Excited, I asked whether the program was running in real time. Running in real time meant that it could use a live video feed from the dash-cam and alert the driver to speed limit signs as they come into the field of view. "Not exactly," was the answer. As it turned out, that 30-second video took a week of constant processing to analyze and produce the appropriate alerts.
Needless to say, I was disappointed, but not too much. The underlying technology enabling this application (as well as self-driving cars) is called Computer Vision. The problem (and opportunity) with this field is that it is tremendously processor-intensive. As an example, analyzing a high-quality audio stream of 44KHz means that the processor must analyze 44,000 samples every second. Analyzing an HD video stream (1080P at 30 frames per second) means that the processor must handles more than 62 million samples every second. A thousand times more intensive.
However, processing power is one of the fastest growing technology parameter, along with storage density, and a few more that I identified in my book Bowling with a Crystal Ball. Generally (and inaccurately) referred to as "Moore's Law" (after an article published by Gordon Moore, one of Intel's founders in 1965), it was estimated that processing power doubles every two years (which, by the way, was not what the original article stated...).
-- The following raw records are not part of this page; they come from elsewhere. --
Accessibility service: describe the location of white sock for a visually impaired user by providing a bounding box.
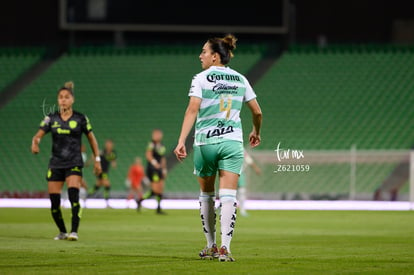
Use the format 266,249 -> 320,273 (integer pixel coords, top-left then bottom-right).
199,192 -> 216,247
219,189 -> 237,252
237,187 -> 246,215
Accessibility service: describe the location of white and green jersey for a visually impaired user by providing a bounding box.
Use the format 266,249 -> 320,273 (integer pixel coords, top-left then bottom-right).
188,66 -> 256,145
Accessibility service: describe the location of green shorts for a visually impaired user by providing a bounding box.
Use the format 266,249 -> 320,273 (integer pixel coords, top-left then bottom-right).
194,140 -> 244,177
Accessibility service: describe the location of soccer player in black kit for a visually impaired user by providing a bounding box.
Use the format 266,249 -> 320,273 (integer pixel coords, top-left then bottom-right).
32,82 -> 102,241
138,129 -> 167,214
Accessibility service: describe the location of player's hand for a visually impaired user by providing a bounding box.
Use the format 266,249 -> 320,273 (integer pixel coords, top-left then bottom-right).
93,161 -> 102,176
174,142 -> 187,161
32,142 -> 40,154
249,131 -> 261,148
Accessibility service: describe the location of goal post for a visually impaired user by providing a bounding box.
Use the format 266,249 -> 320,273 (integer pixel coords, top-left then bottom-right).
245,149 -> 414,203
If so, then since the CVPR conference in 2010 and today, processing power has increased by an order of magnitude.
The other factor affecting the disruptive nature of Computer Vision is the development of algorithms capable of efficiently performing artificial vision functions. Together, both factors allowed the quick transformation from the ability to detect speed signs (albeit not in real time) in 2010 to completely and autonomously controlling a driver-less vehicle in 2016.
The Next Big Thing?
As those technological trends continue in their aggressive path, what other applications will they enable?
One of the first areas desperately in need for computer vision capabilities is the area of unmanned aerial vehicles/systems (UAV/UAS). A 2013 FAA Report on Integration of Civil UAS in the National Airspace System Roadmap was concerned mainly with the ability of such systems to "Detect and Avoid" other traffic. The potentially catastrophic consequences of a mid-air collision between a passenger jet and a small UAV are incomprehensible. However, so was the thought of autonomous vehicles less than a decade ago, and yet see where that industry is now. Due to the continued fast growth in processing power and algorithms, computer vision already reached the point of trusting the passenger's (and pedestrians') lives with it. Next--UAVs, and Amazon (and others') ability to deliver packages "over-the-air" to their destination quickly. Following that, I would expect to see passenger-carrying pilot-less air-taxies such as the Chinese E-Hang 184.
One more application I would expect to see growing as a result of progress in Computer Vision is smart security cameras, that can detect unusual behavior and warn ahead of terror and other criminal activity.